The Art of Gaming
Since the advent of effective digital printing and publishing technology, and the influx of money from Kickstarter/Indiegogo into the market, there has been a tendency amongst some wargames and roleplaying companies to value production over content.
Every week as I trawl through the various hobby magazines and news sites I look with envious eyes at the glossy, high-art productions of the big companies. Then I look at the prices of their books. Even with the economy that comes with the scale of production, the prices are way higher than ours, and that is because they feel they need to compete on eye-candy. Whether this then translates into a good gaming experience is for each of you to determine.
Now I like a well-produced book, with high production values and decent graphics, as much as the next man, but I value the content of the game more. After all, if it does not play well then all the marketing input in the world shall not make it better.

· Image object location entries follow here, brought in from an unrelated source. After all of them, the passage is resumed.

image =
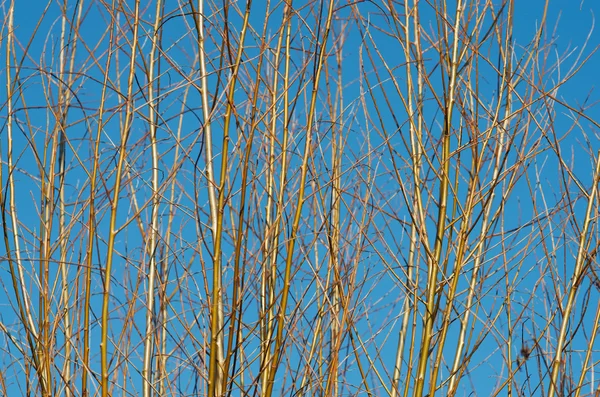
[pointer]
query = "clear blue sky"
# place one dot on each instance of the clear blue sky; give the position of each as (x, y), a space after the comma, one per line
(572, 26)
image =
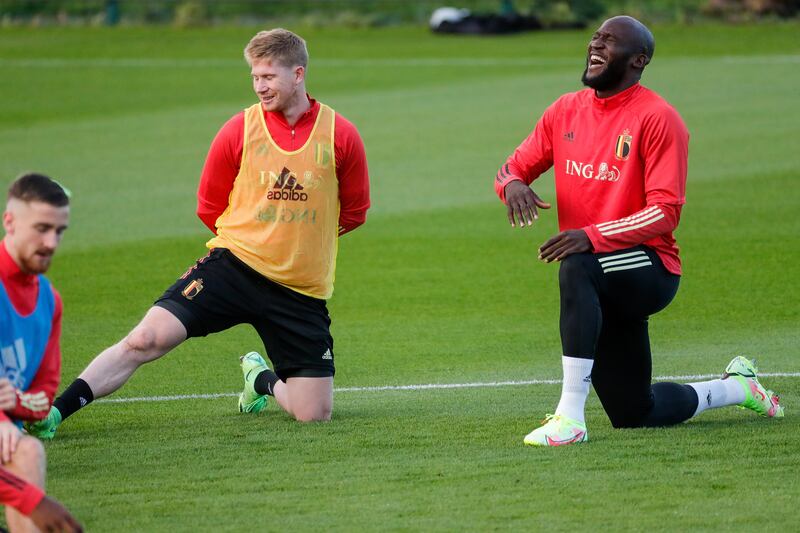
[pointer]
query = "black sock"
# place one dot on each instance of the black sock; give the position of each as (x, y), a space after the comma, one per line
(76, 396)
(265, 382)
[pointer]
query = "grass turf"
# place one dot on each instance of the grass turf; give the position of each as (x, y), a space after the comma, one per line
(435, 288)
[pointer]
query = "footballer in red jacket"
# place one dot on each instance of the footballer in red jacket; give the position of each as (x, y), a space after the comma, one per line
(619, 154)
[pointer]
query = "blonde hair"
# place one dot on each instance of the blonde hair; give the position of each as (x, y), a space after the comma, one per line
(281, 45)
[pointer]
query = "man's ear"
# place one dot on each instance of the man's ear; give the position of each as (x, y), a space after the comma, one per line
(640, 61)
(8, 222)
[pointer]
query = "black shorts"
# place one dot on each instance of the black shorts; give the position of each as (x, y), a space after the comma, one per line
(220, 291)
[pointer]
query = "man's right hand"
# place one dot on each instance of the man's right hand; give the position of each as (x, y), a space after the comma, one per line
(522, 203)
(8, 395)
(50, 515)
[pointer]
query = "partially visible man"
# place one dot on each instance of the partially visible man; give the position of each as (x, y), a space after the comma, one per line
(620, 156)
(36, 216)
(45, 512)
(283, 180)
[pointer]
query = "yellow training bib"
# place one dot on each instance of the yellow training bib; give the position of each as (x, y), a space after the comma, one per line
(282, 218)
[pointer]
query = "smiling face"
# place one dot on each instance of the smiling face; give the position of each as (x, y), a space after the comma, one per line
(615, 57)
(278, 87)
(33, 232)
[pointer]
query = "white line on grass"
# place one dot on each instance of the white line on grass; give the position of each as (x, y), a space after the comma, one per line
(428, 386)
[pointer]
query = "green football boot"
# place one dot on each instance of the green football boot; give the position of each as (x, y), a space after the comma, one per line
(45, 429)
(757, 398)
(249, 400)
(557, 430)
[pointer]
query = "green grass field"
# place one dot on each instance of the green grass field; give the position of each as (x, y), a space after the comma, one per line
(435, 288)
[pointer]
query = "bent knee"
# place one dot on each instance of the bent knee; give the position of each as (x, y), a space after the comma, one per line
(29, 451)
(143, 341)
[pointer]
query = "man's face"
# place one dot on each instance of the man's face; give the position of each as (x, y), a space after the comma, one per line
(608, 57)
(275, 84)
(33, 232)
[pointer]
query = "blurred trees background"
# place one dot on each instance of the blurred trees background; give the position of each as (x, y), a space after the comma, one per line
(372, 12)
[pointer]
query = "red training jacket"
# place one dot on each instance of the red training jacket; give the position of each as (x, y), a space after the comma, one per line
(620, 168)
(23, 290)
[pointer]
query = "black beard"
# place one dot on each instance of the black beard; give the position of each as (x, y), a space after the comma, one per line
(611, 77)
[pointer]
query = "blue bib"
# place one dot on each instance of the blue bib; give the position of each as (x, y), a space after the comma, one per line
(23, 339)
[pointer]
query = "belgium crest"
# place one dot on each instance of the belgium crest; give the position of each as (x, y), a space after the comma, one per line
(623, 146)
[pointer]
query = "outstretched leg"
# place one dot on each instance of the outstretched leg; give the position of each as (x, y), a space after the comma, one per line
(157, 333)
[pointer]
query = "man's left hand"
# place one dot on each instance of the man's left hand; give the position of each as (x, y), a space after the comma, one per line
(573, 241)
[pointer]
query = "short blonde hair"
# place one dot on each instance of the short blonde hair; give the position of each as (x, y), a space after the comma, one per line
(281, 45)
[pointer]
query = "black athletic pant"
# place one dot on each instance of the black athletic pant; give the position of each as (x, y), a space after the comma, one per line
(606, 300)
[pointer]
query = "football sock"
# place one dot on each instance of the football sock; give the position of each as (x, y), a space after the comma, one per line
(265, 382)
(575, 387)
(717, 393)
(76, 396)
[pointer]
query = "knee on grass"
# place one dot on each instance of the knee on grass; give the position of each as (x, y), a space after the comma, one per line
(313, 413)
(29, 455)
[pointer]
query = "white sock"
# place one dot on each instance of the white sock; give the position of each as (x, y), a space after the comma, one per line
(575, 387)
(717, 393)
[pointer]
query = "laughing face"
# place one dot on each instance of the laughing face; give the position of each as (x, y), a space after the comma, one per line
(608, 57)
(33, 232)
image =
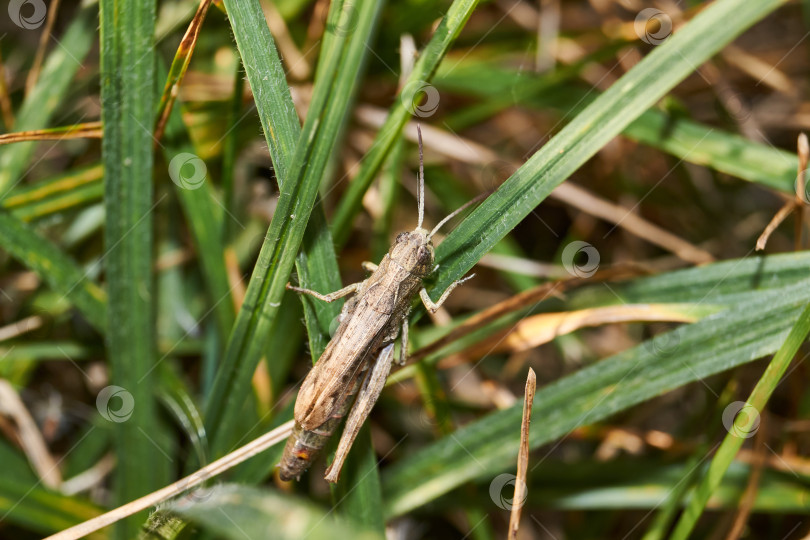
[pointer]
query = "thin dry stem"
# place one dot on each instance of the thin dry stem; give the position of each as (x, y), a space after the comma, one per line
(521, 487)
(88, 130)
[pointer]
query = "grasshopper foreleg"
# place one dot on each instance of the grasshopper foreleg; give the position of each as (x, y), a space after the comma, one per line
(434, 307)
(331, 297)
(366, 398)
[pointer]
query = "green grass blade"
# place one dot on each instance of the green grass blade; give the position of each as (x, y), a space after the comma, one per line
(55, 268)
(58, 70)
(298, 194)
(24, 502)
(602, 120)
(746, 331)
(128, 108)
(746, 423)
(446, 33)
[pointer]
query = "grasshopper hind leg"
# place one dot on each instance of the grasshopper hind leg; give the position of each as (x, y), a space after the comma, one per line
(366, 398)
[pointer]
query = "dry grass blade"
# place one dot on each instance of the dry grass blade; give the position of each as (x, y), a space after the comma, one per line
(88, 130)
(256, 446)
(182, 58)
(750, 494)
(797, 203)
(521, 488)
(539, 329)
(33, 74)
(468, 151)
(519, 301)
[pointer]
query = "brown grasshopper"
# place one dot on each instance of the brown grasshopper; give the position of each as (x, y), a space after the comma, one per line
(369, 323)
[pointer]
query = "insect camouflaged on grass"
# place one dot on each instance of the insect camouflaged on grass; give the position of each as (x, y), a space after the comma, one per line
(369, 323)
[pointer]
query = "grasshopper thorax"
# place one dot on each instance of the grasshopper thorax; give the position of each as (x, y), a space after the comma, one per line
(413, 251)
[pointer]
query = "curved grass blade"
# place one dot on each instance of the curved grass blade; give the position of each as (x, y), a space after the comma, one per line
(89, 130)
(446, 33)
(594, 127)
(746, 423)
(255, 513)
(128, 105)
(203, 220)
(298, 194)
(683, 138)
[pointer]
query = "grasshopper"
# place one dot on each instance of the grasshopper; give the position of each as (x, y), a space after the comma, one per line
(358, 358)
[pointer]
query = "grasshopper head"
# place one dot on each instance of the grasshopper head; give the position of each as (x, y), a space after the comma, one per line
(413, 251)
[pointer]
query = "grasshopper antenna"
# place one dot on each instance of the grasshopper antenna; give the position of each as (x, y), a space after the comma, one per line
(421, 195)
(457, 211)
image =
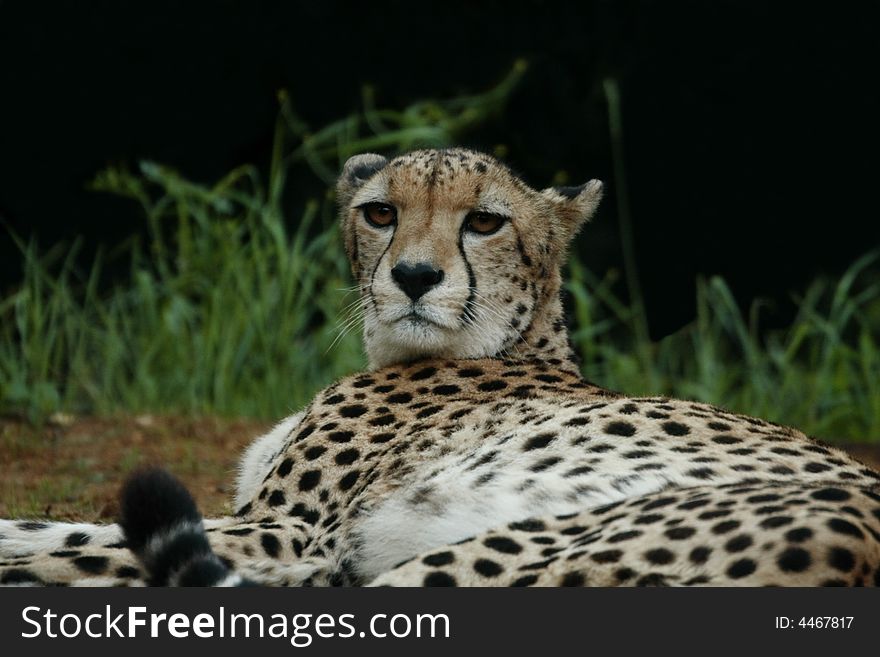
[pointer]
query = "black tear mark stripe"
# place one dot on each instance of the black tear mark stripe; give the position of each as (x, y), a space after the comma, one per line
(376, 268)
(467, 312)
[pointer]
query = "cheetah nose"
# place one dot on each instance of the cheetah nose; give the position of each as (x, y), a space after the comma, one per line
(416, 279)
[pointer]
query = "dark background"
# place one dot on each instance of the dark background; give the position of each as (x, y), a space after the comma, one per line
(750, 127)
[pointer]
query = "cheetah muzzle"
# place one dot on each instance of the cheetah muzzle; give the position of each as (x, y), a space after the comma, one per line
(472, 452)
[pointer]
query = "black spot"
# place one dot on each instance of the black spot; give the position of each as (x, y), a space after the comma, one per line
(844, 527)
(285, 467)
(726, 526)
(309, 480)
(347, 457)
(423, 373)
(841, 559)
(794, 560)
(91, 565)
(439, 578)
(741, 568)
(354, 410)
(543, 464)
(701, 473)
(76, 539)
(700, 555)
(619, 428)
(799, 535)
(718, 426)
(299, 510)
(439, 559)
(659, 556)
(314, 452)
(428, 412)
(381, 421)
(503, 544)
(526, 580)
(776, 521)
(573, 578)
(834, 582)
(830, 495)
(652, 579)
(487, 568)
(271, 544)
(128, 572)
(528, 526)
(738, 543)
(340, 436)
(676, 428)
(349, 480)
(680, 533)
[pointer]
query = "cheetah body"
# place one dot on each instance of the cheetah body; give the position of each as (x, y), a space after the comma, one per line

Yes, it will sell well initially, but the sales will quickly tail off as people realise that it is a turkey. Look along your bookshelf and count the number pretty books that you have tried once, but have never actually played again. I can see at least a dozen on my own.
Either the systems are clunky/over complicated, or they were obviously never play tested, or even that the layout is the victim of a graphics overload. If you can barely read it you won’t be able to play it.
The Ministry of Gentlemanly Warfare
One of the things Charles and I agreed on, right at the beginning, was that the KISS principle had to apply to the rules and the book had to be clean, clear and well-referenced. From this came our numerical cross-referencing system. I like to think that we succeeded.
Now, as independent publishers, we are standing by these principles, with the added realisation that art costs a lot of money. As the son and brother of artists I believe in paying them what they are actually worth. Which means, other than covers, we shall not be including a lot of original art in our books. Instead, we will include lots of photographs of the games in play.
We also took the decision, once we were independent, to go to A4 size pages and a decent-sized font. Clarity is not just about style, it is also about actual readability.
Our first book, Daishō, was late because we were so picky about the layout. Now we know what we need to specify, and how long a layout artist needs, we shall factor this into our future works.
So the essence of the Ministry of Gentlemanly Warfare style will be clarity. We hope you like it.